USC Volleyball has won 6 national championships, 3 in NCAA (1981, 2002, 2003) and 3 before the NCAA sponsored women's Volleyball Championships the first 4 under coach Chuck Erbe. Erbe, who dominated the sport during his 12-year USC coaching tenure which began in 1976, posted a career record of 310-121-3. He coached the 1976, 1977 and 1980 AIAW champions and the 1981 NCAA titlists. His 1976 team registered the first perfect season (38–0) in women's volleyball history.

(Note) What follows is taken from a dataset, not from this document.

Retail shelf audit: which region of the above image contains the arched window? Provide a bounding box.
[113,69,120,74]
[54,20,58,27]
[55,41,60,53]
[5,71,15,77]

Lisa Love, who coached at Texas-Arlington for 7 years, took over for Erbe in 1989 and guided USC into the NCAAs in 9 of her 10 seasons before retiring after the 1998 season. Jerritt Elliott served as interim head coach in 1999 and 2000, guiding the 2000 club to the NCAA Final Four. Mick Haley, head coach of the 2000 U.S. women's Olympic team who won 2 national crowns in the 1980s while at Texas, took over in 2001 and advanced to that season's NCAA regional final. Then, in 2002 and 2003, his teams won the NCAA crown, with the 2003 club going 35–0. USC also made the NCAA Final Four in 2004, 2007, and 2010.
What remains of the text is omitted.